Smartphones com "tela infinita" viraram moda, mas muitos deles vêm adotando um incômodo recorte no topo do display para posicionar sensores e a câmera frontal. No entanto, uma simples comparação entre especificações mostra que esse tipo de design não é a melhor alternativa para celulares com tela cheia.

O número que mostra isso é o que se chama de "proporção tela-corpo", cálculo que envolve a resolução da tela de um celular, a medida do display na diagonal em polegadas, sua altura e sua largura em milímetros. O resultado representa quanto da parte frontal do aparelho é ocupado por tela e o quanto sobra de borda.

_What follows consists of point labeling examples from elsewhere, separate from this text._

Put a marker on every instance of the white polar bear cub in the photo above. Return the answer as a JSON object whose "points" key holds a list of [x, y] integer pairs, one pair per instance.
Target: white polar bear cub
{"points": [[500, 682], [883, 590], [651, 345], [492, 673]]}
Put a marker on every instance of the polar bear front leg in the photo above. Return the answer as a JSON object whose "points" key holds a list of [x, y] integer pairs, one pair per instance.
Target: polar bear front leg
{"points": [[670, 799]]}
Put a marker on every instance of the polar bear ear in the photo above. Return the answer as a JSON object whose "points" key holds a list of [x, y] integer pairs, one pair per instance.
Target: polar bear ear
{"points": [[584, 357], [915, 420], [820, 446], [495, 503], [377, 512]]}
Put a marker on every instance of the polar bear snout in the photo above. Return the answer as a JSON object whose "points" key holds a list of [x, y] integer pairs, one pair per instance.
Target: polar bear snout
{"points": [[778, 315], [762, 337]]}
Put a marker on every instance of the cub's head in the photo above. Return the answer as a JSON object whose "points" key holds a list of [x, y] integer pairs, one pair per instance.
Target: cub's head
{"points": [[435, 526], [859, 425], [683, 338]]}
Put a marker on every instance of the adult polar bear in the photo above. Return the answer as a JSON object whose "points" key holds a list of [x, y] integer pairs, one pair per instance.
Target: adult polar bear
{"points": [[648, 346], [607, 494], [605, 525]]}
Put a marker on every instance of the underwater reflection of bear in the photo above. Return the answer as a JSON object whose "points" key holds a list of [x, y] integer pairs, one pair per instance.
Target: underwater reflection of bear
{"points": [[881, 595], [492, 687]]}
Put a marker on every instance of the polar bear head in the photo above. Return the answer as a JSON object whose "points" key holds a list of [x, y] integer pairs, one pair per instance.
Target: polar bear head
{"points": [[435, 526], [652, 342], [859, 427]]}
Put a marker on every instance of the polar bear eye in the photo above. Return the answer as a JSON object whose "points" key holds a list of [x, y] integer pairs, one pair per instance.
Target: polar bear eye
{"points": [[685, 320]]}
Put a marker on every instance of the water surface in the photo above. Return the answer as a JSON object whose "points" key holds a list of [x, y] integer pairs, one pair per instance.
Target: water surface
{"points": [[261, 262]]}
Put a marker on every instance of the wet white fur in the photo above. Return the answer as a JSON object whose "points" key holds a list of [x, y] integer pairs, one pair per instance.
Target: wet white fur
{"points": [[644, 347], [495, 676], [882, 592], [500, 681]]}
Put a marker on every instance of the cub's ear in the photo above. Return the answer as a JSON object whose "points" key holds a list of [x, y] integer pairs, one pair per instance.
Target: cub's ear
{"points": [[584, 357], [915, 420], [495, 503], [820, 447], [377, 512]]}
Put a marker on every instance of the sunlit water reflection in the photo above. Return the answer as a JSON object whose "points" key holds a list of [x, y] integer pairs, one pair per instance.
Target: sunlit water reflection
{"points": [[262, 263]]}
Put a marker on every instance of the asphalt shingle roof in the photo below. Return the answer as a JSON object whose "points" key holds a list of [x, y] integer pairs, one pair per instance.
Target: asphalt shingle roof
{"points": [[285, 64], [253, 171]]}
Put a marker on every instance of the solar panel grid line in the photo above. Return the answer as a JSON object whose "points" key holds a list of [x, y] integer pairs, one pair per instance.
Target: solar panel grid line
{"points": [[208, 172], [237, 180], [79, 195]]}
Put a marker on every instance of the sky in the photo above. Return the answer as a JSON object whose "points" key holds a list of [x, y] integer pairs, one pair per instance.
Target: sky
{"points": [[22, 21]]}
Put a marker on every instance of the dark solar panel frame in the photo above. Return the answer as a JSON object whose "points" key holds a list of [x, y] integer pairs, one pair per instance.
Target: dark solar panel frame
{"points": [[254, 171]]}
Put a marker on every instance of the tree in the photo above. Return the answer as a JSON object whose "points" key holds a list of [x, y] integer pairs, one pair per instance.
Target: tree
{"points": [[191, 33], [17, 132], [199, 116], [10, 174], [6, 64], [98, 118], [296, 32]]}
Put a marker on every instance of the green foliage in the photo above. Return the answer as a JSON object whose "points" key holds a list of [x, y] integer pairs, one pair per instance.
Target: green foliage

O Galaxy Note 9, lançado nesta semana pela Samsung, por exemplo, tem um design bem básico, com bordas superiores e inferiores bem visíveis, mas tem proporção de tela-corpo maior do que a do iPhone X, lançado no ano passado e que ajudou a popularizar as telas com "franja". E ele não está sozinho nessa.

Histórico

Antes, vamos recapitular de onde vem essa tendência. Desde 2017, o mercado de smartphones embarcou na onda das "telas infinitas", que esticam o display do smartphone até o limite. Para eliminar as bordas e ainda achar lugar para componentes importantes, começaram a surgir as franjas.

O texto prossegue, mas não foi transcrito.